With such a disastrous failure, Anakin decides upon a desperate measure, by which he and a small attack group of two troop-transports fly directly to the ICC to rescue the hostages. Skywalker, in his element, destroys almost all droids in his path, leaving the troops behind him in awe, and with nothing to shoot at. Reaching the hostages, Anakin is shocked as a woman reminds him so much of his mother. As she is killed, we see Skywalker become an avenger, treading perilously close to the dark side of the Force. Jedi Master Nejaa Halcyon, as well as Grand Master Yoda - and, indeed Darth Sidious - all feel the disturbances in the Force at this, though only one yet understands their meaning. Anakin's rampage only ends before murdering Pors Tonith, as he hears Qui-Gon Jinn's voice reaching him through the Force, telling him to use the Force for good, not destruction. Although Anakin initially brings himself out of his rage, it is only temporarily suppressed, to be brought out later once again.

Though their objectives had been achieved, as well as Pors Tonith having been captured by Skywalker's actions, the Separatists' relief-fleet arrives under a cloaking device. In the battle, Anakin is again in his element, with Master Halcyon becoming more his wingmate than commander. Skywalker, although being called back, seemingly decides to sacrifice himself in order to destroy the enemy flagship. To Halcyon's horror, Anakin disappears in the blast of the Separatist relief-fleet's explosion. Later, however, in the midst of mourning Anakin and celebrating victory, Skywalker's craft returns, much to everyone's surprise.
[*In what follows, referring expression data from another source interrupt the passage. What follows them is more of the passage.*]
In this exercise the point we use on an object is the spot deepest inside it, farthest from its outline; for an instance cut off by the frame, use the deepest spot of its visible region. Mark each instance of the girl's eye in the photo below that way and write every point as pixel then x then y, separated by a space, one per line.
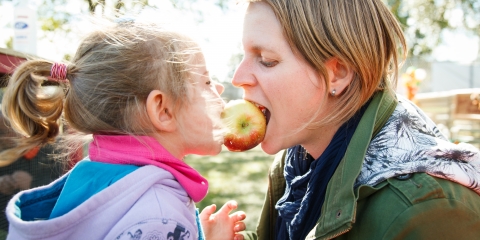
pixel 268 64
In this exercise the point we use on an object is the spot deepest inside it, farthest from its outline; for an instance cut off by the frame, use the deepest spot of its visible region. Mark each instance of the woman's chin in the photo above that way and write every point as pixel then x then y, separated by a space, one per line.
pixel 269 148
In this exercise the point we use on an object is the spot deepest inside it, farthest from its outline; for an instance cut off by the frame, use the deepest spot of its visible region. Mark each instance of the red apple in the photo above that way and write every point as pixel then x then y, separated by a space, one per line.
pixel 245 123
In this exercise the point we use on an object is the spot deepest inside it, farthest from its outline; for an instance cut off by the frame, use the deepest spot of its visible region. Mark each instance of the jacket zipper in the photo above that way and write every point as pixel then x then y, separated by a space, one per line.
pixel 272 208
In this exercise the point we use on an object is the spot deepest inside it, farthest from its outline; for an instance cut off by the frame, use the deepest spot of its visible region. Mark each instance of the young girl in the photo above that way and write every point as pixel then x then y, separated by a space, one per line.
pixel 146 96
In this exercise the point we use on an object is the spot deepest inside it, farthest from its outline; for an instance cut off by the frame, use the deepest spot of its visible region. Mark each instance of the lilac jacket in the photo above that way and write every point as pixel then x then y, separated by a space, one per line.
pixel 149 203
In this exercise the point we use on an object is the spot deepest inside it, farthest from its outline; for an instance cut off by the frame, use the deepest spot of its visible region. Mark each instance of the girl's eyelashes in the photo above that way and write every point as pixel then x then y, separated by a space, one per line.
pixel 268 63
Anakin later explains his seeming resurrection, saying how he had installed a hyperdrive engine in his starfighter, enabling him to escape from the blast, with his split-second timing, stemming from his immense Force-sensitivity.

On his return to Coruscant, the Jedi Council, overbowed with exceptional reports of Anakin's performance, finally agree to grant him Knighthood in the order.